Немирович написал Чехову 28 октября: «И идет какая-то скрытая ерунда, недостойная нашего театра и портящая нам жизнь». В тот же день он объяснялся письмом со Станиславским, выплеснув обиду на то, что, несмотря на его труды, на успех его постановок, в театре подчеркивают: он «не художник» и «низводят» его дарования. Чехов успокаивал Немировича и говорил: «Если ты уйдешь, то и я уйду. Очень бы мне теперь хотелось пойти в „Эрмитаж“, съесть там стерлядь и выпить бутылку вина. Когда-то я solo выпивал бутылку шампанского и не пьянел, потом пил коньяк и тоже не пьянел». В те времена Чехов шутил, что непьющий мужчина, на его взгляд, «мужчина не вполне».

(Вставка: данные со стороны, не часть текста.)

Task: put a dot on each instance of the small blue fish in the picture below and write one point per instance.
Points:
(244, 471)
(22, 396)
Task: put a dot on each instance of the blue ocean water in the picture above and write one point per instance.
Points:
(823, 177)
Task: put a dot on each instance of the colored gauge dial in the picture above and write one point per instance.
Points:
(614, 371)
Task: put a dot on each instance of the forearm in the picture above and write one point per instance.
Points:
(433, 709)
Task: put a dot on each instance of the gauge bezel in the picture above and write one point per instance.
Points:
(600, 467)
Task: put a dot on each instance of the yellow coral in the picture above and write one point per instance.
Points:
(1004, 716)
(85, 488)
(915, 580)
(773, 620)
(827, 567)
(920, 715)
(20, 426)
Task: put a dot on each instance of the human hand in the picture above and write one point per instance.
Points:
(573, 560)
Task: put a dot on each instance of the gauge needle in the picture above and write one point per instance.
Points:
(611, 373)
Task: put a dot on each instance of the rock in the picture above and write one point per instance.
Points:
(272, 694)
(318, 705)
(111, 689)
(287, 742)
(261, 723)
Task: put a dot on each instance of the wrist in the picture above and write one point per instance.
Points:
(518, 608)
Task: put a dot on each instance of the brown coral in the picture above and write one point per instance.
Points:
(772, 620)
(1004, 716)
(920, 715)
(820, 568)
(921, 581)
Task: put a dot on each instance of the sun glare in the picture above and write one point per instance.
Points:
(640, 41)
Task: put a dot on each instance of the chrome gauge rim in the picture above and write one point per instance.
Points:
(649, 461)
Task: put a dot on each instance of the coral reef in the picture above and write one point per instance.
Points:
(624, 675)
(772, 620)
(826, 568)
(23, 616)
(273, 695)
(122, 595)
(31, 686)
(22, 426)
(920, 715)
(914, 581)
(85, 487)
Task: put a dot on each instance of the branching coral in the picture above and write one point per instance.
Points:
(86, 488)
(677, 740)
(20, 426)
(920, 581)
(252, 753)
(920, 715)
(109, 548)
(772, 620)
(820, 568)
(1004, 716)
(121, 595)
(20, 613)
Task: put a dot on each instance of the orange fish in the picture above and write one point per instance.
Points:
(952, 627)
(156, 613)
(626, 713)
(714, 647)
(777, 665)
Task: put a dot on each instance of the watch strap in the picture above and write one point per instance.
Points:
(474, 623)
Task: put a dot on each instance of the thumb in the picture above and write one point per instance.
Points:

Чехов будто не прямо, а косвенно давал понять в письмах Станиславскому и Немировичу, что, как он написал сестре и жене, надо быть умными и справедливыми, ценить то, что дано судьбой: здоровье, любимая работа, родные близкие люди.
Он рвался в Москву, ждал, когда установятся морозы. Но задерживали не только уговоры «лейб-медика», московская слякоть, но и нездоровье. Он еще сильнее похудел, сидел дома. Кашель уже не донимал, а мучил его. Отъезд откладывался и откладывался. Письма Чехова и Книппер в это время словно выдохлись. Похоже, оба писали по привычке. Его письма стали скорее ласковыми, чем нежными. Она перестала каяться и просить прощения, редко упоминала Марию Павловну, больше рассказывала о своих родных. В их переписке появилась интонация усталости от писем, похожих на отчеты за прожитый день.
В середине ноября 1903 года дурное расположение духа у Чехова превратилось в тяжелое, когда он даже боялся писать сестре и жене, чтобы «не нагрубить» и «не наговорить в письме глупостей». Казалось, что ничего ни с чем и ни с кем нельзя сделать. Кухарка готовила не по листу, оставленному Марией Павловной, а как привыкла. О даче под Москвой речи уже не было. Даже туалетную бумагу и ту не слали из Москвы, несмотря на неоднократные просьбы.
Евгения Яковлевна, почему-то усомнившись, что дочь приедет на Рождество, засобиралась в Москву, к «детям», и вдруг заявила, что они с Машей наймут отдельную квартиру. В письме сыну Ивану мать жаловалась на якобы козни невестки: «Ольга Леонардовна дождалась и уговорила Антошу, чтобы нас удалили. Бог с ней. Ему нас жалко, да ничего не поделаешь…»
Кажется, впервые за все последние годы Чехов упрекнул сестру и жену: «Мне подниматься на 3–4 этаж будет трудновато, да еще в шубе! Отчего вы не переменили квартиры? Ну, да все равно, я буду в Москве сидеть дома. Схожу только в баню, да в ваш театр». Вскоре он отменил просьбу о бумаге, попросив у жены прощения: «У меня характер несносный, прости меня, дусик». Однако впал в «ворчанье» и иронию по поводу еще одного злополучного предмета — шубы, той самой, разговоры о которой велись с прошлогодней зимы. Книппер предлагала шубу на крестоватике, то есть из песцового меха, а воротник из под дельного котика. Она сочла, что 200 рублей — это не дешево, но и не дорого. Вопрос — из какого меха шить шубу, класть вату или гагачий пух — диктовался только одним соображением: Чехову тяжела была обыкновенная шуба. Книппер предложила котик потому, что, по ее словам, «его много носят, и теперь подделку не отличишь; он ведь мягкий, ласковый». Он ответил: «Неужели ты, лошадка, думаешь, что я на старости лет стану носить шубу или воротник из поддельного котика? Ты скряга, между тем я отродясь не шил себе шубы, хотя расходовал очень много денег. Неужели будет нехорошо, если я сошью себе шубу за 300 или даже 400 р. (считая в том числе и шапку)? Вот подумай с Вишневским». Еще до этого письма Чехов в шутку просил жену не брать с собой Александра Леонидовича, потому что он «так важно держится в магазинах, что дерут всегда втридорога…». Книппер все-таки взяла в провожатые своего внушительного приятеля.